Volunteering is how most people begin participating in the Institute. There is no expertise threshold — contributions at every level of familiarity with Active Inference are meaningful and welcome.
What Volunteers Do
Volunteers contribute across the full range of Institute activities: attending and supporting learning groups, contributing to project documentation, helping with operations and communications, writing summaries and notes, producing or editing audio-visual content, moderating community spaces, testing tools, and participating in discussions. Contributions can be as small as showing up consistently to a learning group or as substantial as leading a documentation effort over several months.
How to Get Started
The best way to start volunteering is to join the Discord community, attend an open activity, and let the organizers know you are interested in contributing. The weekly newsletter lists upcoming activities and active projects. The Volunteer pathway page has current information on how to express interest and connect with project leads. No application is required — introduce yourself and find where you can help.
What You Will Gain
Volunteers learn Active Inference by working alongside researchers and educators at the frontier of the field. Contributing to real projects — even through small tasks — builds familiarity with the concepts, the community, and the tools in ways that passive reading cannot. Many volunteers have moved into internship, mentorship, and fellowship roles through participation that began as informal contribution.
Time and Commitment
Volunteering is flexible by design. There is no minimum time commitment. You can contribute when you have capacity and step back when you do not.
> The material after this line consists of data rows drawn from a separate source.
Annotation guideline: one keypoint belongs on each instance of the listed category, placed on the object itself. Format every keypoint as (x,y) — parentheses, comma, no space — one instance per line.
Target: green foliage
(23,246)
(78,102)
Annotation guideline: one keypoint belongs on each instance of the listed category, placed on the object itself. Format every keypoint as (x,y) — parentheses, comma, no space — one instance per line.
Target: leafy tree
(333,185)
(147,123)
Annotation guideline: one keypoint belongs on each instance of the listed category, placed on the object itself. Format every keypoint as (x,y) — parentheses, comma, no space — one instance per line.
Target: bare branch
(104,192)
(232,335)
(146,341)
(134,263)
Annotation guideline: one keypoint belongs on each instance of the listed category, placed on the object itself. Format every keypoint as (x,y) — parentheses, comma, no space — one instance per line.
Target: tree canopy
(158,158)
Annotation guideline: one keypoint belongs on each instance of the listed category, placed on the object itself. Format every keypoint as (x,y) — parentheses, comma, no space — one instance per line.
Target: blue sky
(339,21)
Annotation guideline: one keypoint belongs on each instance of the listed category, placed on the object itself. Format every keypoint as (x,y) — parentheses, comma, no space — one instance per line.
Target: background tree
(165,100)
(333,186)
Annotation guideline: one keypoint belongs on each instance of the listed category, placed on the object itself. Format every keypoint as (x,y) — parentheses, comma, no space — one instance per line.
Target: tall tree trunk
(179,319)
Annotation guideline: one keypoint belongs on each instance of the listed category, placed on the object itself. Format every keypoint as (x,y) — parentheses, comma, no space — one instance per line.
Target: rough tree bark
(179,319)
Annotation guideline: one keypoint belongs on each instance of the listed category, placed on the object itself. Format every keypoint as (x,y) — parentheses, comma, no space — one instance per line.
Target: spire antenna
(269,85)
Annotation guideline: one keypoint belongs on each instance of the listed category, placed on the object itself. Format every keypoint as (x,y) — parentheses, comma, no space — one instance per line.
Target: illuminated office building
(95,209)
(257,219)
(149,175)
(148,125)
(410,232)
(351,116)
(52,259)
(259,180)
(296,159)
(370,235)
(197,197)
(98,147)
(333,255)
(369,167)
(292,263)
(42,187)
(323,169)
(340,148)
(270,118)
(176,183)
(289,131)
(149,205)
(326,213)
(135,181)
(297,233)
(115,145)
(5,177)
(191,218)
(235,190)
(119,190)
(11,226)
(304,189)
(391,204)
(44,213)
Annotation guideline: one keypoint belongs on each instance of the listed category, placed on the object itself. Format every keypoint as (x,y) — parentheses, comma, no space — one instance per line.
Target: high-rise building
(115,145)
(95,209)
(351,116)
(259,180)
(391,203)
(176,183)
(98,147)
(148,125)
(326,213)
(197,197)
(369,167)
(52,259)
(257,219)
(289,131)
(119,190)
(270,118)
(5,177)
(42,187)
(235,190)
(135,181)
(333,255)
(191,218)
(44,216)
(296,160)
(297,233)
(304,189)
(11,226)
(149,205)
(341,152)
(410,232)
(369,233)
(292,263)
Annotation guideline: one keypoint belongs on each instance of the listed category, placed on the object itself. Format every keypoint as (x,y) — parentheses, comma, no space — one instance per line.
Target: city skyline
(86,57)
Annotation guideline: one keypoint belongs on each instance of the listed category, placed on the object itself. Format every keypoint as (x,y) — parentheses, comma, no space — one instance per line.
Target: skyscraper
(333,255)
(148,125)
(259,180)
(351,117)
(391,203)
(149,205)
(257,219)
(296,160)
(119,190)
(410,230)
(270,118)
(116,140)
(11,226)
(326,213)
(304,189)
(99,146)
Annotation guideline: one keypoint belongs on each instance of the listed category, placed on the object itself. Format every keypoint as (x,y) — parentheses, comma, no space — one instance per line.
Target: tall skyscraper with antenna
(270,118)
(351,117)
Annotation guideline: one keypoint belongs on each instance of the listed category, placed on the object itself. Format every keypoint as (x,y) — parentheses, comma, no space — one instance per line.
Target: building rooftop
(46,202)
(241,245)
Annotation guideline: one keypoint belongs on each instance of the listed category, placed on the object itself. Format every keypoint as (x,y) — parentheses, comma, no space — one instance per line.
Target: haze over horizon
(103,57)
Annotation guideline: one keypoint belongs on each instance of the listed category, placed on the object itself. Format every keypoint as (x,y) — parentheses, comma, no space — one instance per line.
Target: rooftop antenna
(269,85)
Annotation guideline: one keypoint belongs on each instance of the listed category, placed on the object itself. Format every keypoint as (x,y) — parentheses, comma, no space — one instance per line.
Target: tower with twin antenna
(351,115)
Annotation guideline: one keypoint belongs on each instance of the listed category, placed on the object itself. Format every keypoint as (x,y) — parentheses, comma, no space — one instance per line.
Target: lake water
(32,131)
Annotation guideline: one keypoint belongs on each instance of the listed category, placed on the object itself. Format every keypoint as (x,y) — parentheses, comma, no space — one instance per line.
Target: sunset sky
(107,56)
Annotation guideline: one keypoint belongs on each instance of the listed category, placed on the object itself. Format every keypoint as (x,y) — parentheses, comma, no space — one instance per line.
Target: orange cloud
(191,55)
The Institute's global community spans many time zones, so most activities are recorded and many contributions are asynchronous. Sustained engagement over time is valuable, but irregular participation is also welcome.
Related Programs
Volunteering is the entry point to the full set of Institute Programs. After gaining experience as a volunteer, many people move to more structured engagement through internship, mentorship, or fellowship. There are also open-source contribution opportunities for those who prefer to contribute code, data, or tooling to public repositories.